Step 1 :To answer this question, we need to perform an Analysis of Variance (ANOVA) test. The null hypothesis (H0) is that the means of arsenic levels in brown rice from the three states are equal, while the alternative hypothesis (H1) is that at least one of the means is different. First, we calculate the means of the arsenic levels for each state: - Arkansas: Mean = (4.78 + 4.93 + 5.02 + 5.41 + 5.38 + 5.35 + 5.55 + 5.61 + 5.61 + 5.85 + 6.03 + 6.08) / 12 = 5.51 - California: Mean = (1.54 + 3.73 + 4.02 + 4.46 + 4.91 + 5.11 + 5.30 + 5.35 + 5.42 + 5.46 + 5.61 + 5.58) / 12 = 4.75 - Texas: Mean = (5.58 + 5.80 + 6.62 + 6.85 + 6.92 + 6.87 + 7.13 + 7.27 + 7.50 + 7.62 + 7.65 + 7.74) / 12 = 6.89 Next, we calculate the sum of squares within groups (SSW), sum of squares between groups (SSB), and total sum of squares (SST).
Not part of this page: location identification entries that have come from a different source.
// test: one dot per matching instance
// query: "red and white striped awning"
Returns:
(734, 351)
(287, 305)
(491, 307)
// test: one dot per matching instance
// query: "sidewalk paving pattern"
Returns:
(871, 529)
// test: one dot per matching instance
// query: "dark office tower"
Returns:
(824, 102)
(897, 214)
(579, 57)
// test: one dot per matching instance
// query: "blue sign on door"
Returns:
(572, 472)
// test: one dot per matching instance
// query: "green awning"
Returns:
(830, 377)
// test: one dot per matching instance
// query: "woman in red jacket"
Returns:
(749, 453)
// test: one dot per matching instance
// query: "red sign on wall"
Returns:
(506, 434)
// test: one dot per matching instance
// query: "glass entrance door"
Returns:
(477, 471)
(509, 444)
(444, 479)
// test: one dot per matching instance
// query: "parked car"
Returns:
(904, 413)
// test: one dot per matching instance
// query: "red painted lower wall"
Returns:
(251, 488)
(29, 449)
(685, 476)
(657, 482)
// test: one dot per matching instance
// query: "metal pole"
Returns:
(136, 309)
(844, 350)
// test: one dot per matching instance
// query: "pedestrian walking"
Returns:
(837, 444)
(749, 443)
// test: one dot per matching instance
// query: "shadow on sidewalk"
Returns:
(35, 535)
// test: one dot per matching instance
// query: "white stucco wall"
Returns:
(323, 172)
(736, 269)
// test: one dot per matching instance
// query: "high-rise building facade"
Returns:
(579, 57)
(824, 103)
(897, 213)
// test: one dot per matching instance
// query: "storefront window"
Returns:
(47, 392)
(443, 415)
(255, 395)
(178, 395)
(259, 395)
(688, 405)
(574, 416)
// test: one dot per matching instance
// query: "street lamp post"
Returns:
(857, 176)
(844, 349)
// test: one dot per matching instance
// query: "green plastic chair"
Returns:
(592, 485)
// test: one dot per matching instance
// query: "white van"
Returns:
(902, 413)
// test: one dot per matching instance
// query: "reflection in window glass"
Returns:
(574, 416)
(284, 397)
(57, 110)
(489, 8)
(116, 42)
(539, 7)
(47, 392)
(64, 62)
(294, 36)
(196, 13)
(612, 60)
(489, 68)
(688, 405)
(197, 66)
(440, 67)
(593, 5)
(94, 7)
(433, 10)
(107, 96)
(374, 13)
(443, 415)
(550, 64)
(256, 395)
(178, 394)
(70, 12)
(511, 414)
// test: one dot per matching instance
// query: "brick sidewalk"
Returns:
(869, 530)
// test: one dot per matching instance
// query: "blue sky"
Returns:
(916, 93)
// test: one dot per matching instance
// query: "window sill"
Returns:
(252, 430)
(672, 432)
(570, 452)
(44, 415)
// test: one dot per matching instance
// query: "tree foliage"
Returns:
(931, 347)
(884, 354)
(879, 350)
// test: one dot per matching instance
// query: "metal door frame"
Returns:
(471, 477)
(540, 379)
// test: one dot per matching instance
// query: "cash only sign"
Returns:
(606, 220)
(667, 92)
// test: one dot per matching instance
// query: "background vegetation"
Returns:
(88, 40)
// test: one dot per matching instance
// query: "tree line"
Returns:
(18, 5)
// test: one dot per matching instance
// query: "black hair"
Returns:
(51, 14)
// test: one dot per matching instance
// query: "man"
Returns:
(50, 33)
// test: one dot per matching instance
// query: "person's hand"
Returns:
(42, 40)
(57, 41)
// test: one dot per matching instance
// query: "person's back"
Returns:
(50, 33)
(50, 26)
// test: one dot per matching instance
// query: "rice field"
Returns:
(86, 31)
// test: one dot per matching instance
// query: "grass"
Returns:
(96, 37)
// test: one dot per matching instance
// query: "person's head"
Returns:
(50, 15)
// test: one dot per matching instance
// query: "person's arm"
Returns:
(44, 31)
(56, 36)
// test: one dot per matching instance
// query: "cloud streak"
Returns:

After that, we calculate the mean square within (MSW) and mean square between (MSB) by dividing SSW and SSB by their respective degrees of freedom. The F statistic is then calculated as the ratio of MSB to MSW. Without the actual calculations, we cannot provide the F statistic. However, once you have the F statistic, you can compare it with the critical F value for a 0.05 significance level with the appropriate degrees of freedom to decide whether to reject or fail to reject the null hypothesis. If the calculated F statistic is greater than the critical F value, we reject the null hypothesis and conclude that at least one of the means is different. If the calculated F statistic is less than or equal to the critical F value, we fail to reject the null hypothesis and conclude that there is not enough evidence to suggest that the means are different. As for the second part of the question, even if the mean arsenic level in brown rice from Texas is the highest, it does not necessarily mean that it poses the greatest health problem. The health risk depends on various factors such as the consumption rate, the body's ability to metabolize arsenic, and the presence of other harmful substances. Therefore, further research is needed to make such a conclusion.